At 11.20 hours on the morning of Friday, 1 November 1940, nine Spitfires from 74 Squadron, the famous ‘Tiger Squadron’, were scrambled from Biggin to carry out an interception patrol I the Dover area. One of the pilots, at the Spitfire Mk.IIa P7312, was the Canadian Flying Officer William Henry Nelson DFC.
At around midday, the Tigers encountered a formation of enemy aircraft — Messerschmitt Bf 109s. In the ensuing dogfights, two of the Spitfire pilots were wounded. But for ‘Willie’ Nelson, it was his last combat. Spitfire P7312 failed to return to Biggin Hill, and Nelson, believed to have crashed into the Channel, is listed as ‘Missing’ to this day.
From Montreal, Canada, Willie Nelson had been fascinated by aviation from childhood and went to work in Montreal’s aircraft industry after high school. In 1936, at the age of nineteen, he traveled to the UK to join the Royal Air Force. He was among the few Canadians to be commissioned as a pilot long before the Second World War, joining Bomber Command’s 10 Squadron at Dishforth on 27 November 1937.
Within days of the outbreak of the war, the squadron was in action, with eight of its Armstrong Whitworth Whitleys undertaking a reconnaissance of north-west Germany along with a leaflet drop on the night of 8/9 September 1939. Nelson was awarded a DFC for his actions in the Norwegian campaign.

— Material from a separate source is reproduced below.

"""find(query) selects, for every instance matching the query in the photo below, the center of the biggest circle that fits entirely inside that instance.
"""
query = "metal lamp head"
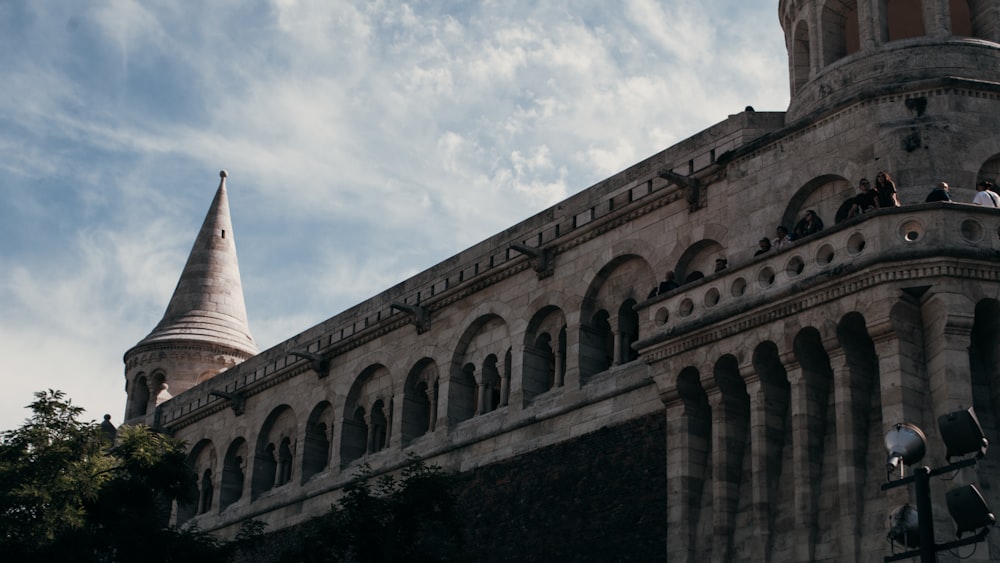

It was during the desperate situation of June 1940 that Nelson volunteered to retrain as a fighter pilot. He duly joined 74 Squadron at Hornchurch on 20 July 1940, ten days after the official start of the Battle of Britain. An experienced pilot, Nelson was thrust straight into Britain’s struggle for survival. Within weeks he destroyed five enemy aircraft and damaged two more. His first claim was of damaging a Bf 109 and a Bf 110, as well as destroying a Bf 110 on 11 August. Two days later, Nelson was able to claim damaging a Dornier Do 17, and he claimed three more Bf109s destroyed during the last two weeks of October, earning him the accolade of being a Spitfire Ace — the only Canadian to do so in the Battle of Britain.
Drawing heavily on his own diary, logbook and many letters home, Battle of Britain Spitfire Ace describes Nelson’s flying career from bomber pilot to fighter pilot, his captaincy of his bomber squadron’s team in Britain’s Modern Pentathlon competitions in 1938 and 1939, and even his squadron’s activities during the Phoney War. All his combat sorties are detailed as, of course, is his final flight that fateful autumn day over the South Coast.
Willie Nelson had married and had a young son when he died. The final chapter describes the voyage of discovery that his son, Bill Mcalister, took in an effort to learn about the life of the father he never knew.